Critical Evaluation

(Critical Survey of Literature for Students)

Critical reaction to The History of Henry Esmond, Esquire is as varied as reader reactions are to the characters themselves. William Makepeace Thackeray attempted to offset contemporary charges of “diffuseness” by providing a well-integrated novel; he sacrificed profitable serial publication to do so and concluded that the book was “the very best” he could do. Many critics have agreed with him. Others, however, remain loyal to the panoramic social vision and ironic authorial commentary of the earlier Vanity Fair (1847-1848, serial; 1848, book).

Thackeray cast The History of Henry Esmond, Esquire in the form of a memoir or reminiscence: An old man recounts his earlier life, describing it from the vantage point of a later time and distancing it further with third-person narration. The occasional use of “I” suggests the involved narrator, either at emotional high points or moments of personal reflection. The distancing in time is increased by Esmond’s daughter’s preface, wherein Rachel Esmond Warrington not only “completes” certain details of the plot but also suggests ambiguities in the characterization of her own mother, Rachel, and of her stepsister, Beatrix. Readers of later times reacted favorably to this early use of a central intelligence whose point of view, limited and not omniscient, can suggest the disparities between appearance and reality. The readers’ interpretations of the narrator’s “reliability” can also shift. The question arises whether Esmond is providing a framework within which to reveal only the exemplary and to vindicate himself, or whether he is recollecting as honestly as the self can permit, with the reader knowing more at many points than he.

Thackeray set the novel in the early eighteenth century and attempted to catch the flavor of the Augustan Age, with its military conflicts, its waverings between Church of England and Catholicism, and the problems of its monarchs, William, Queen Anne, George II, and the Stuart Pretender.

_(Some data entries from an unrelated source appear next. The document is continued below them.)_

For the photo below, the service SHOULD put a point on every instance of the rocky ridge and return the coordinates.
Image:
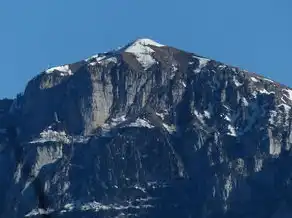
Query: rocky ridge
(147, 131)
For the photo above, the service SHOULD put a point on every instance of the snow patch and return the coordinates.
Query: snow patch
(254, 79)
(244, 101)
(207, 114)
(268, 80)
(264, 91)
(202, 63)
(289, 94)
(64, 70)
(232, 131)
(236, 82)
(39, 211)
(141, 50)
(95, 206)
(171, 129)
(141, 123)
(52, 136)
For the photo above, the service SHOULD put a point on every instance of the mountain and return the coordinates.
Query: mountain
(147, 130)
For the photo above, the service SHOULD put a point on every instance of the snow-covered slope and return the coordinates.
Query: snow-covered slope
(147, 130)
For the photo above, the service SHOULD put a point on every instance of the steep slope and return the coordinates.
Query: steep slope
(148, 131)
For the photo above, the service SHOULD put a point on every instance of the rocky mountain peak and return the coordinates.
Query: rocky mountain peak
(147, 130)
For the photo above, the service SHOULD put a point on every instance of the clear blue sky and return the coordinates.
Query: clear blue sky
(34, 34)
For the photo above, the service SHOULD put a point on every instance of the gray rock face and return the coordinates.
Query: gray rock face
(147, 131)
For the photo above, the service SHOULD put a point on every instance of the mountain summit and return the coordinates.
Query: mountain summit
(147, 130)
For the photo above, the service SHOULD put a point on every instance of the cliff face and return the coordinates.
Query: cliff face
(147, 131)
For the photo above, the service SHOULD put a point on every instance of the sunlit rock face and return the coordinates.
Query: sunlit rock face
(147, 131)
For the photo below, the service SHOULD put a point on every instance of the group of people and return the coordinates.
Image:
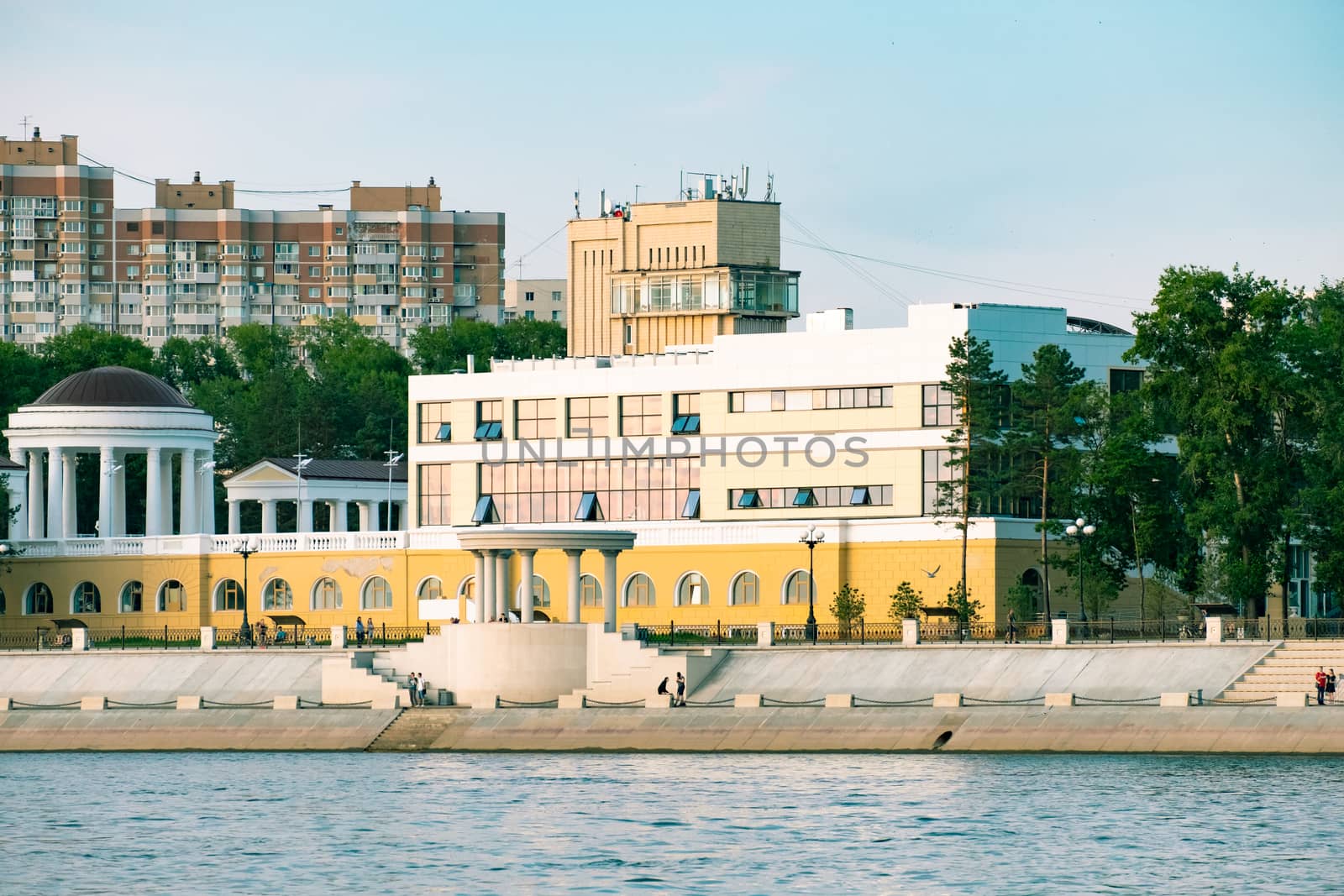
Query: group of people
(360, 631)
(416, 684)
(679, 700)
(1326, 683)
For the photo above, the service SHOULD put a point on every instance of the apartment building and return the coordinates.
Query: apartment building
(55, 239)
(647, 275)
(195, 264)
(535, 300)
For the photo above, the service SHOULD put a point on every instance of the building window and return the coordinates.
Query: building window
(490, 421)
(38, 600)
(589, 510)
(376, 594)
(433, 493)
(938, 406)
(132, 597)
(638, 591)
(327, 594)
(692, 591)
(277, 595)
(685, 412)
(936, 472)
(746, 590)
(433, 418)
(172, 597)
(588, 417)
(1126, 380)
(796, 587)
(228, 595)
(87, 598)
(642, 414)
(535, 418)
(591, 591)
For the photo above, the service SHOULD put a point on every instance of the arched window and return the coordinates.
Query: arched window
(87, 598)
(746, 590)
(326, 594)
(541, 593)
(378, 594)
(172, 597)
(228, 595)
(277, 595)
(591, 590)
(692, 590)
(132, 598)
(638, 591)
(796, 587)
(38, 600)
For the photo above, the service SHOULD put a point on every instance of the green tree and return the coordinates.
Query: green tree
(1043, 439)
(847, 606)
(1215, 345)
(906, 602)
(978, 394)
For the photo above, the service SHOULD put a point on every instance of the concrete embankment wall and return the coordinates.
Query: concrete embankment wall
(983, 728)
(154, 676)
(1019, 672)
(47, 730)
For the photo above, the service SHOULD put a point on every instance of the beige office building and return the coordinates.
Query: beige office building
(535, 300)
(656, 275)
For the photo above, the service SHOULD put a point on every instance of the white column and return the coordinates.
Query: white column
(524, 577)
(188, 521)
(154, 493)
(207, 495)
(37, 519)
(105, 490)
(573, 590)
(19, 500)
(71, 521)
(486, 589)
(479, 611)
(611, 589)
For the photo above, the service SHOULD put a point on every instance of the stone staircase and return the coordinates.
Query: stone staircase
(414, 730)
(1288, 669)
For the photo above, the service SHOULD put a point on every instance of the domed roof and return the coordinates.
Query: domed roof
(112, 387)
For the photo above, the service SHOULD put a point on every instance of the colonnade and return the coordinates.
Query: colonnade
(54, 470)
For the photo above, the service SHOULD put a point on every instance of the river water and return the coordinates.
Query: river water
(685, 824)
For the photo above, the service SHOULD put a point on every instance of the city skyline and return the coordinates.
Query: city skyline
(1074, 148)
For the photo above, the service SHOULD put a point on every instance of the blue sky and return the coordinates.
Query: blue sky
(1079, 147)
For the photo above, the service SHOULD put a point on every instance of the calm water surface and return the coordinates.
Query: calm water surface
(689, 824)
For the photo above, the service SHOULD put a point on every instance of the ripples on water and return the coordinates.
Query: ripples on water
(605, 824)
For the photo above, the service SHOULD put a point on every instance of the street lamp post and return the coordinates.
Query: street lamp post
(1079, 528)
(245, 548)
(812, 537)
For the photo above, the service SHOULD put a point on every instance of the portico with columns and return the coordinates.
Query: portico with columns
(494, 550)
(112, 412)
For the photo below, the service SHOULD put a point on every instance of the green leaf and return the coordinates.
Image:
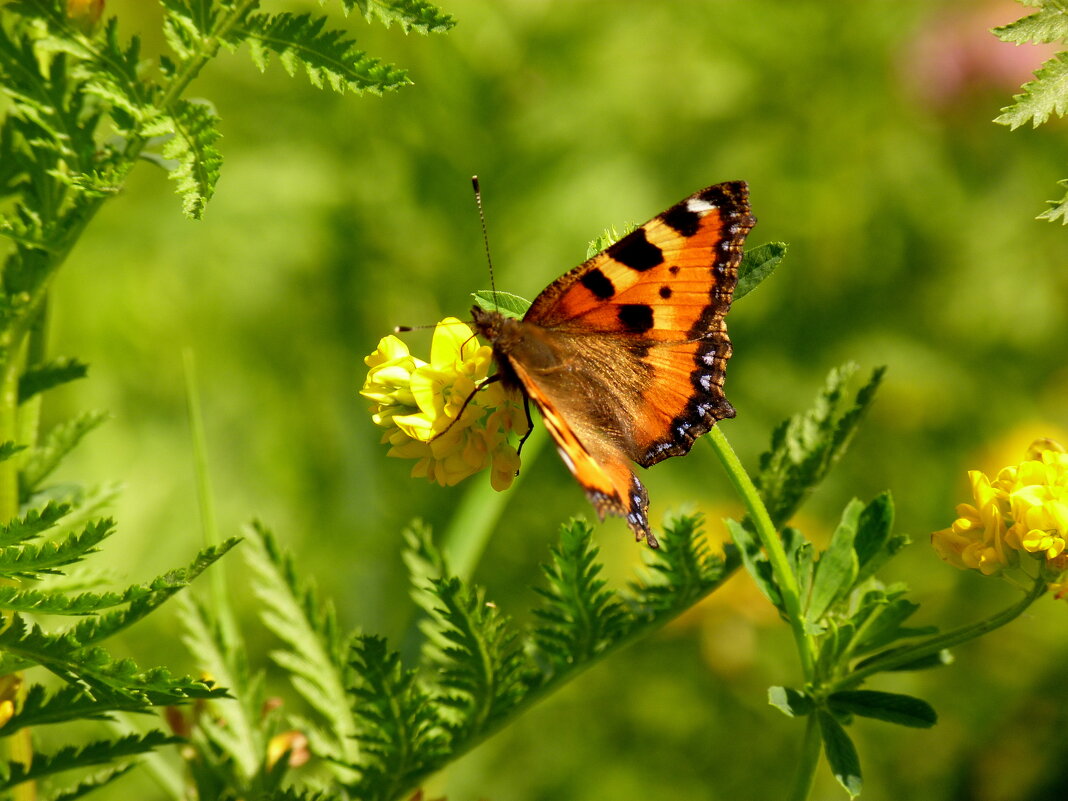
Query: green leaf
(581, 617)
(1050, 25)
(506, 303)
(26, 561)
(836, 568)
(402, 734)
(46, 376)
(327, 57)
(756, 563)
(805, 446)
(59, 442)
(682, 569)
(190, 131)
(757, 265)
(610, 237)
(885, 706)
(789, 702)
(315, 653)
(100, 752)
(1057, 208)
(32, 523)
(1048, 94)
(417, 15)
(841, 753)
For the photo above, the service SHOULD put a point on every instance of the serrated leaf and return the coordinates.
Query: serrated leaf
(757, 265)
(58, 443)
(756, 563)
(789, 702)
(190, 131)
(1050, 25)
(327, 57)
(409, 14)
(904, 710)
(841, 753)
(505, 302)
(1046, 95)
(46, 376)
(100, 752)
(836, 568)
(1057, 208)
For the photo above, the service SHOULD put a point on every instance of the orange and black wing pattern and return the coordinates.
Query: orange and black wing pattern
(661, 293)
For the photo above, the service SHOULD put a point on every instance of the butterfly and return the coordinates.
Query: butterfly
(626, 355)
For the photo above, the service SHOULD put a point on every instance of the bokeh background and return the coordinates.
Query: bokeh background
(865, 132)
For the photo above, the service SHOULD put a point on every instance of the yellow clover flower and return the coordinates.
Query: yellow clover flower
(420, 406)
(1022, 513)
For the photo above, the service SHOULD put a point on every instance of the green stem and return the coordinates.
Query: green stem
(772, 546)
(811, 748)
(940, 642)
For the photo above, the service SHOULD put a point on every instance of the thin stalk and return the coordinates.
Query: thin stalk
(772, 546)
(948, 640)
(477, 514)
(811, 749)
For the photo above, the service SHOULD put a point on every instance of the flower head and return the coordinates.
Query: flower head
(435, 411)
(1021, 514)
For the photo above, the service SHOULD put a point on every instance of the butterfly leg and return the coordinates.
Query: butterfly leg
(492, 379)
(530, 426)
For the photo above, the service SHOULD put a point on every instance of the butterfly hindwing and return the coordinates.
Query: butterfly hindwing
(625, 356)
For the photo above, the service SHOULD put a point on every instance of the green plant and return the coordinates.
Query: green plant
(83, 107)
(1048, 93)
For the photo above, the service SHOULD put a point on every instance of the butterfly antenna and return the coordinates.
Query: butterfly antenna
(485, 235)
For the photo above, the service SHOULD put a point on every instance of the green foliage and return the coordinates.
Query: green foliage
(1048, 93)
(390, 725)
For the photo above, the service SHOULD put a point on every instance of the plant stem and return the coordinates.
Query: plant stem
(940, 642)
(772, 546)
(811, 748)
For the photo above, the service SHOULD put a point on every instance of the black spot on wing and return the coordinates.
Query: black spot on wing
(637, 252)
(680, 218)
(635, 317)
(598, 283)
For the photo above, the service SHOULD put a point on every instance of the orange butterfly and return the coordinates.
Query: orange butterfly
(625, 356)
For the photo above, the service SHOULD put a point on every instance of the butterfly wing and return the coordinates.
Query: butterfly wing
(658, 297)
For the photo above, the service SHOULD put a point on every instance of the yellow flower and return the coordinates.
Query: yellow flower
(1022, 513)
(420, 405)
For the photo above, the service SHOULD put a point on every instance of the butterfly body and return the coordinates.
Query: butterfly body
(625, 356)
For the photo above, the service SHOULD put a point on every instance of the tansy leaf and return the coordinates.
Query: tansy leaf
(885, 706)
(836, 568)
(841, 753)
(789, 702)
(1048, 94)
(757, 265)
(506, 303)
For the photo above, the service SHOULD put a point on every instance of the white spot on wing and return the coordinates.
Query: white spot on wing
(566, 458)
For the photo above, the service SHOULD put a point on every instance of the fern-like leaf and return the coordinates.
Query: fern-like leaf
(58, 443)
(581, 616)
(315, 654)
(409, 14)
(1046, 95)
(327, 57)
(46, 376)
(481, 668)
(682, 570)
(100, 752)
(401, 735)
(805, 446)
(29, 561)
(32, 523)
(190, 134)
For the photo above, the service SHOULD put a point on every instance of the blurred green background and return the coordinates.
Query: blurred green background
(865, 134)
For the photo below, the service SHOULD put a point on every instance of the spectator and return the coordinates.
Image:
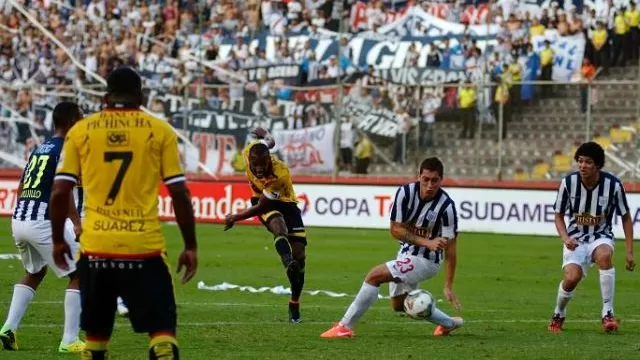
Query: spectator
(363, 153)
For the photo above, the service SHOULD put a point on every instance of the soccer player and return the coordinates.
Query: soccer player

Thackeray was lauded for his adeptness in suggesting the language and manners of that earlier time without sending readers to glossaries or lapsing into linguistic archness. The novel, therefore, is praised by many critics as a polished example of the historical tale. In this novel, as in Vanity Fair, he is primarily concerned with portraying the social class of masters—primarily the newly arrived and still aspiring scions of society. Their foibles are his special target.